By Frances Morin
A virtual reality (VR) intervention focusing on progressive muscle relaxation shows significant improvements in multiple pain and disability measures, as well as anxiety measures, among patients with chronic lower back pain, according to a study presented here at the 2019 Annual Meeting of the Anxiety and Depression Association of American (ADAA).
“These data provide a useful, feasible and potentially effective model of pain management that does not use surgical or pharmacological approaches,” reported Alex Olasov Rothbaum, Case Western Reserve University, Cleveland, Ohio, and colleagues. “Virtual reality progressive muscle relaxation may also compliment these and other pain management approaches to adjunctively achieve greater outcomes.”
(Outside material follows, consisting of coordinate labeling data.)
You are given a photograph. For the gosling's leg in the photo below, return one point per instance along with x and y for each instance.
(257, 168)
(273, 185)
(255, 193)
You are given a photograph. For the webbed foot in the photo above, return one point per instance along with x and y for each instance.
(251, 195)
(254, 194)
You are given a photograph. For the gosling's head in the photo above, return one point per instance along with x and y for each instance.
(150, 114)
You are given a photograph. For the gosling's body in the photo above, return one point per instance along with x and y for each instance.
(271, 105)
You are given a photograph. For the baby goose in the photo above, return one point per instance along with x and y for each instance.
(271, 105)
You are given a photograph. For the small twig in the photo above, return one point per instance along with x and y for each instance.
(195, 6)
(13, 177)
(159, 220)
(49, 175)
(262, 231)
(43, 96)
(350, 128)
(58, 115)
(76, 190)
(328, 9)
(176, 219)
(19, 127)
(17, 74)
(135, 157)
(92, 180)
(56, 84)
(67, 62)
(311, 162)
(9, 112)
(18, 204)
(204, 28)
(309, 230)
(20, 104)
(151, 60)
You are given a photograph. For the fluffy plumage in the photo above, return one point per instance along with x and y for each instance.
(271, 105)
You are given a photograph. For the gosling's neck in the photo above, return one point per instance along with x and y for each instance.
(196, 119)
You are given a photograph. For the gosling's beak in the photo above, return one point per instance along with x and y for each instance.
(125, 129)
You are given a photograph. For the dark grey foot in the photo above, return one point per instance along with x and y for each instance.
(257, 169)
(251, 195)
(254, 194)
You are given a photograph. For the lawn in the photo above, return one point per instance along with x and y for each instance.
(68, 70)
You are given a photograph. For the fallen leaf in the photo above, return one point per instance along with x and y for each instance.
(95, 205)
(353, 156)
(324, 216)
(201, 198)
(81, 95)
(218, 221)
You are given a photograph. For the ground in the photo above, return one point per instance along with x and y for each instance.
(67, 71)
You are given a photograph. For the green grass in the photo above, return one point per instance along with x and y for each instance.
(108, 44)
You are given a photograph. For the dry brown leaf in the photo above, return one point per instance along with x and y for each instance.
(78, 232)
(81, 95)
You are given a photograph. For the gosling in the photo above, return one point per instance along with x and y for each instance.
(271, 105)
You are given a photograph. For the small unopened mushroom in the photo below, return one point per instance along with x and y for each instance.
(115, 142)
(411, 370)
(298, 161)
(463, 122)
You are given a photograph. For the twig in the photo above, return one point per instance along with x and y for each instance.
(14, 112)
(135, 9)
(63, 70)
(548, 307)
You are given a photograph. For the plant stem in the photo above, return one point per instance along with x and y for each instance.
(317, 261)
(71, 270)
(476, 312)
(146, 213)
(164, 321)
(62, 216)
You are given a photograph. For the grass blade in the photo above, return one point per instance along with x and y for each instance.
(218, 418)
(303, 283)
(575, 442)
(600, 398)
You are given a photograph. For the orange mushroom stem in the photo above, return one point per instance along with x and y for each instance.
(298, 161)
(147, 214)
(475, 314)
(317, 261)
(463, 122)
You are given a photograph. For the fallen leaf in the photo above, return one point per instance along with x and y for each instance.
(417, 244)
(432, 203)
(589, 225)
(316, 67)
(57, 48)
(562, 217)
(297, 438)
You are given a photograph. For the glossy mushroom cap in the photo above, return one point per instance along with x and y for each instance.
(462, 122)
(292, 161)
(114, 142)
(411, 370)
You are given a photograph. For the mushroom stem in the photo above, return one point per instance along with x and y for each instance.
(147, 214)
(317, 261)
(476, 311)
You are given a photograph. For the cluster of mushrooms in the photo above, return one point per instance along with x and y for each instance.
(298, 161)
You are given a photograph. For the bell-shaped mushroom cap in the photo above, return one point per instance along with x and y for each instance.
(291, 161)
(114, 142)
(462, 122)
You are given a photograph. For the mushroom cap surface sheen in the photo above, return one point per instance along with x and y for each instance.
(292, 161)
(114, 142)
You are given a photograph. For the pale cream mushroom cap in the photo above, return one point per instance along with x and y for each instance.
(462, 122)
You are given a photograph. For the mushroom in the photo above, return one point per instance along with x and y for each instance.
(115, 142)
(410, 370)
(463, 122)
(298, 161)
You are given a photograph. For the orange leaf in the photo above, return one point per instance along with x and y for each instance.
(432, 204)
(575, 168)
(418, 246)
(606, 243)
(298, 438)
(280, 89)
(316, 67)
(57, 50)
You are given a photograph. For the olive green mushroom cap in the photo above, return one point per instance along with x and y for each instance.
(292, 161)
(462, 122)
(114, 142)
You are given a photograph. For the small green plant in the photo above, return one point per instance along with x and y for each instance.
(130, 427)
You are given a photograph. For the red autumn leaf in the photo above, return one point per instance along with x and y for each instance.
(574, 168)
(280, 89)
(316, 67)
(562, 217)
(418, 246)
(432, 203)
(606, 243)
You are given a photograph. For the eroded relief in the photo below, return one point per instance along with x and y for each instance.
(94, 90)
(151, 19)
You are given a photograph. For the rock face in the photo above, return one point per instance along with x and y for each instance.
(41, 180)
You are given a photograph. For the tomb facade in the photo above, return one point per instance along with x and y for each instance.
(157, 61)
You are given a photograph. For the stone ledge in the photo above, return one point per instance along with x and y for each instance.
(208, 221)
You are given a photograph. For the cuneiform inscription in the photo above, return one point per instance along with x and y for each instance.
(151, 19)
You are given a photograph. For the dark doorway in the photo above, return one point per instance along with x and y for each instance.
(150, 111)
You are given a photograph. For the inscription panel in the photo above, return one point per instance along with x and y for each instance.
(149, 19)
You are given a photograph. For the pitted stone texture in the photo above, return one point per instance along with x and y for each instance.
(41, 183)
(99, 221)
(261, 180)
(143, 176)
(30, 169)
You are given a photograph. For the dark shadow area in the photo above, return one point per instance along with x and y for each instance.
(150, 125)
While conventional chronic lower back pain treatments, including surgery and pain medications, focus on the physical aspects of the back pain, emerging evidence shows that addressing psychiatric factors, including anxiety, can also be effective in pain management. Furthermore, virtual reality is increasingly showing efficacy as a mode of delivery for behavioural treatments in a variety of realms.
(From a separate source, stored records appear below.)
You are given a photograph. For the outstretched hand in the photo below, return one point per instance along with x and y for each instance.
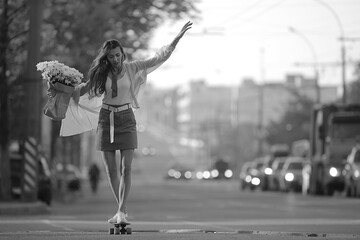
(186, 27)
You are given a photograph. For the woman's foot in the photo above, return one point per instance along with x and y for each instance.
(121, 218)
(113, 219)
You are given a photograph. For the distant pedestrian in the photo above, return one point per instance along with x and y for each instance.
(117, 82)
(94, 177)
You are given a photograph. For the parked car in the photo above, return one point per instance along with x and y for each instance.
(179, 171)
(44, 187)
(255, 173)
(274, 177)
(291, 174)
(306, 172)
(352, 173)
(221, 170)
(277, 150)
(71, 176)
(245, 177)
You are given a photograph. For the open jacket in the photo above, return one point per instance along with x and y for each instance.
(83, 112)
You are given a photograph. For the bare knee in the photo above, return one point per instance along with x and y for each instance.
(110, 165)
(127, 157)
(111, 172)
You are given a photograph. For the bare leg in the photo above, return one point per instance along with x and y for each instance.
(111, 170)
(125, 176)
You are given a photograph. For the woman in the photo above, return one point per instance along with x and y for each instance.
(118, 82)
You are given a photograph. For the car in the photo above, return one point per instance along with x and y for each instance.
(306, 173)
(221, 170)
(255, 173)
(179, 171)
(291, 174)
(352, 173)
(274, 177)
(277, 150)
(70, 176)
(244, 175)
(44, 186)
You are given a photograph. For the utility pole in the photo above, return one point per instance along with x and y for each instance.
(5, 193)
(315, 66)
(261, 103)
(33, 95)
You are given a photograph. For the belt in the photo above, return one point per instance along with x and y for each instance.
(114, 110)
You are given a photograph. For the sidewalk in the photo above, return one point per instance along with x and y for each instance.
(23, 208)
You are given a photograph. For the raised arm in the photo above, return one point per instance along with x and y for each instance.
(164, 53)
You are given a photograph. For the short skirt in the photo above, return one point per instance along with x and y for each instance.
(125, 135)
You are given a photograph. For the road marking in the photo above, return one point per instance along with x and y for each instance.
(57, 225)
(257, 222)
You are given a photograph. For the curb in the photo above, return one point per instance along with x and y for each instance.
(266, 233)
(23, 208)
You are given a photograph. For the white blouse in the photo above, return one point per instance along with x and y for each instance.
(83, 112)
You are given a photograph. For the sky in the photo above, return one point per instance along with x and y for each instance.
(237, 39)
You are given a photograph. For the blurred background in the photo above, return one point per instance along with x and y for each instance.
(239, 94)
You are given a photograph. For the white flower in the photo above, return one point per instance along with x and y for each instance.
(54, 71)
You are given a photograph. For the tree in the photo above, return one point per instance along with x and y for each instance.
(72, 32)
(354, 89)
(295, 123)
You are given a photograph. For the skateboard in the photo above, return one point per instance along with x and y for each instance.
(120, 228)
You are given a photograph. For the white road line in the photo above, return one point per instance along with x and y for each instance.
(258, 222)
(57, 225)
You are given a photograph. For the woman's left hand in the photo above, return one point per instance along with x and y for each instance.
(186, 27)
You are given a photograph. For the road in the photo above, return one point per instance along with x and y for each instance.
(197, 206)
(169, 209)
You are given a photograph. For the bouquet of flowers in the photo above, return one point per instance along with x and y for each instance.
(61, 81)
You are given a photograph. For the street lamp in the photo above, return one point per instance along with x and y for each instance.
(342, 38)
(316, 72)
To investigate the effects of a virtual reality program designed to facilitate progressive muscle relaxation the researchers randomised 23 participants with chronic low back pain to 5 virtual reality sessions, conducted with a licensed psychologist, or to a waitlist control group.
Before and after treatment, pain was assessed with the State-Trait Anxiety Inventory (STAI), the Pain and Pain Treatment Questionnaire, the Visual Analogue Scales (VAS), and the Survey of Pain Attitudes (SOP).
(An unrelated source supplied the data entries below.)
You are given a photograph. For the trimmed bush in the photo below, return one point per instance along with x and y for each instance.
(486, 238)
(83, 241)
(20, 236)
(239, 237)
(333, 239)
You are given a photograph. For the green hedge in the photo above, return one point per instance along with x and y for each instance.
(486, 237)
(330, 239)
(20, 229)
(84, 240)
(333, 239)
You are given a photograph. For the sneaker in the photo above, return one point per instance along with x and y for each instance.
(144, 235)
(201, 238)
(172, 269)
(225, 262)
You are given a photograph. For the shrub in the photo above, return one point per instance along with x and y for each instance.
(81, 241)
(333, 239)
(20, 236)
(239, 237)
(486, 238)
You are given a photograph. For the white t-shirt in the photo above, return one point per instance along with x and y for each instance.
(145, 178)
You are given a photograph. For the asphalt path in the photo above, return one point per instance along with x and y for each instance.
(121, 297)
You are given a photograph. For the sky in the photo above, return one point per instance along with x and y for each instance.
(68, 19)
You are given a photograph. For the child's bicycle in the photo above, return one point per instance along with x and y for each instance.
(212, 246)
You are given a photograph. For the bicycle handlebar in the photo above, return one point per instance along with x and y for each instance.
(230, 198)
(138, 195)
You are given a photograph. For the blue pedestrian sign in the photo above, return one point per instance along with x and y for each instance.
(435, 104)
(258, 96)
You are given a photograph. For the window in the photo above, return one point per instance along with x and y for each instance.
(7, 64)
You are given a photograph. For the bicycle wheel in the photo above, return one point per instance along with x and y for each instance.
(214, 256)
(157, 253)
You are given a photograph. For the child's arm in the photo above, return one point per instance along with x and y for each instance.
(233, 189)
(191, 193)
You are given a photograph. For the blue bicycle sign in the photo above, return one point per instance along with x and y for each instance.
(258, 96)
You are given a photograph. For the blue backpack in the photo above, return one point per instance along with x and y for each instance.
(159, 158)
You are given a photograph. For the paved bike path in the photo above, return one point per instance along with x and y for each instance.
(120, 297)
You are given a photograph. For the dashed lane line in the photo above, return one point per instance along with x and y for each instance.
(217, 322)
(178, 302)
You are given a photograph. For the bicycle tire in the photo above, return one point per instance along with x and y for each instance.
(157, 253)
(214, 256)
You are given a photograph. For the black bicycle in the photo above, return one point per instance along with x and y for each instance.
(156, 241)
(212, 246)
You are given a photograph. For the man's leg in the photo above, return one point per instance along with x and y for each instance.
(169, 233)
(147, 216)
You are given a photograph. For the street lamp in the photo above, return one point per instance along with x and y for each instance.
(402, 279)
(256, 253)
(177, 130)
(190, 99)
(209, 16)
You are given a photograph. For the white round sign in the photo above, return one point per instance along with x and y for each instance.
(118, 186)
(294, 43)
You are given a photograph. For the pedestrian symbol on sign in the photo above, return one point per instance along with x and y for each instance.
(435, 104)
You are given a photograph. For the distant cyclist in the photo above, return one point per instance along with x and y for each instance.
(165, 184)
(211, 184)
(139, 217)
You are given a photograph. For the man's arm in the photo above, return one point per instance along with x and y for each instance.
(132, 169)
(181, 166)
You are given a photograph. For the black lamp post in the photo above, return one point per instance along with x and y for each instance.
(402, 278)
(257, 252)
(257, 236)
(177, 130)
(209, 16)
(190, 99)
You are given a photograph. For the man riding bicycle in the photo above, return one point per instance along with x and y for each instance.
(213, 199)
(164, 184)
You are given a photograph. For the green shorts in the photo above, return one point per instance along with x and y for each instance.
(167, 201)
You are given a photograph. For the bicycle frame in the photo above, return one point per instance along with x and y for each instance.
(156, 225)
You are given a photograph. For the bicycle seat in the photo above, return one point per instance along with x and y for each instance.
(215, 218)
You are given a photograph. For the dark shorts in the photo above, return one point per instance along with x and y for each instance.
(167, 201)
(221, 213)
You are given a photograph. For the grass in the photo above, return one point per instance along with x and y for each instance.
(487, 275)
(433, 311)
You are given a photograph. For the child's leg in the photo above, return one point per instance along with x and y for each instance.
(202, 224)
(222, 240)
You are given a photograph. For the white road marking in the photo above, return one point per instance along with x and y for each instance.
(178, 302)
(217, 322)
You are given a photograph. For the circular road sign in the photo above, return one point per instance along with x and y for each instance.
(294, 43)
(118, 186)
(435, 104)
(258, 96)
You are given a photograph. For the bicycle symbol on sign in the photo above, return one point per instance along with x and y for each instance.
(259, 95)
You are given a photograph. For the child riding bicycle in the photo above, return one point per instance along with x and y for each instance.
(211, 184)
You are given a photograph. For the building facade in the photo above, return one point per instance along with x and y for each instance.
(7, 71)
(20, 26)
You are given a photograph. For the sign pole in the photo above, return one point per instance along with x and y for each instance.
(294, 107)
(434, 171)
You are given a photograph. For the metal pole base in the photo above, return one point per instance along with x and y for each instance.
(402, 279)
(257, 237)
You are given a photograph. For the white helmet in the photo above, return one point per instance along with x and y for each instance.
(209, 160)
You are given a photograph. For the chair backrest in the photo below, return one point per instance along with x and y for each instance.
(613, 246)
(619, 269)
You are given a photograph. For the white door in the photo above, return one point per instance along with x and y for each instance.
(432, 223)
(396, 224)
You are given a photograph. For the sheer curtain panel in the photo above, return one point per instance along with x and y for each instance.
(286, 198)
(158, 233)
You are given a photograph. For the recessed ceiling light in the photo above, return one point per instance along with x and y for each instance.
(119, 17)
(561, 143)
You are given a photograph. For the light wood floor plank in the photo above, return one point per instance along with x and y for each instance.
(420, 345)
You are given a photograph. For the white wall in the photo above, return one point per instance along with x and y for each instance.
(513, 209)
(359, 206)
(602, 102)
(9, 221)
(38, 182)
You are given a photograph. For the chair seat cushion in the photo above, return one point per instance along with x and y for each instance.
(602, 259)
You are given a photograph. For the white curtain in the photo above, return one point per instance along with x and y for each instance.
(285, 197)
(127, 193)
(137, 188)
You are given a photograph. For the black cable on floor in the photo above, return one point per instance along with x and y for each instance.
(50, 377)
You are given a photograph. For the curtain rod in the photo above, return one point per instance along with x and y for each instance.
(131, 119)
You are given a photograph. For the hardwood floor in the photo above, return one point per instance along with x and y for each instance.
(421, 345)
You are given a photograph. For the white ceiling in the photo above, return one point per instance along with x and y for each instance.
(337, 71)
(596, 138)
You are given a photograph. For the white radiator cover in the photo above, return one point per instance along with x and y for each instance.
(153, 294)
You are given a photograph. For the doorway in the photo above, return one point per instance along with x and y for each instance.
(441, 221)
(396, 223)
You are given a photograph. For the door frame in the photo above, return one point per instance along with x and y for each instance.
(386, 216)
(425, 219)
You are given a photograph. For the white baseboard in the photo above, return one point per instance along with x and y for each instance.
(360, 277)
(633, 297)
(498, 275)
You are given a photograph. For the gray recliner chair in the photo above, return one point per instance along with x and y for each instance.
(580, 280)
Of 18 participants who completed pain and anxiety assessments prior to the treatment, the subjects receiving the virtual reality therapy reported significantly lower pain over 1 month in VAS pain scores (P = .05).
Those in the virtual reality group also reported a significantly greater sense of control over their pain (P< .05), a significantly decrease in the sense of being disabled by their pain (P = .01) and a significant reduction in believing that medications are the ideal treatment or cure for pain (P< .01).
Importantly, subjects who received virtual reality-progressive muscle relaxation also reported significantly lower state anxiety at the conclusion of the study (P< .05).
The authors noted that the improvements in anxiety along with the pain measures are consistent with previous research regarding the role of anxiety in pain.
“In light of the current opioid crisis, this is both needed and innovative,” the authors concluded. “Future studies should further validate the use of virtual reality for management and treatment of chronic pain.”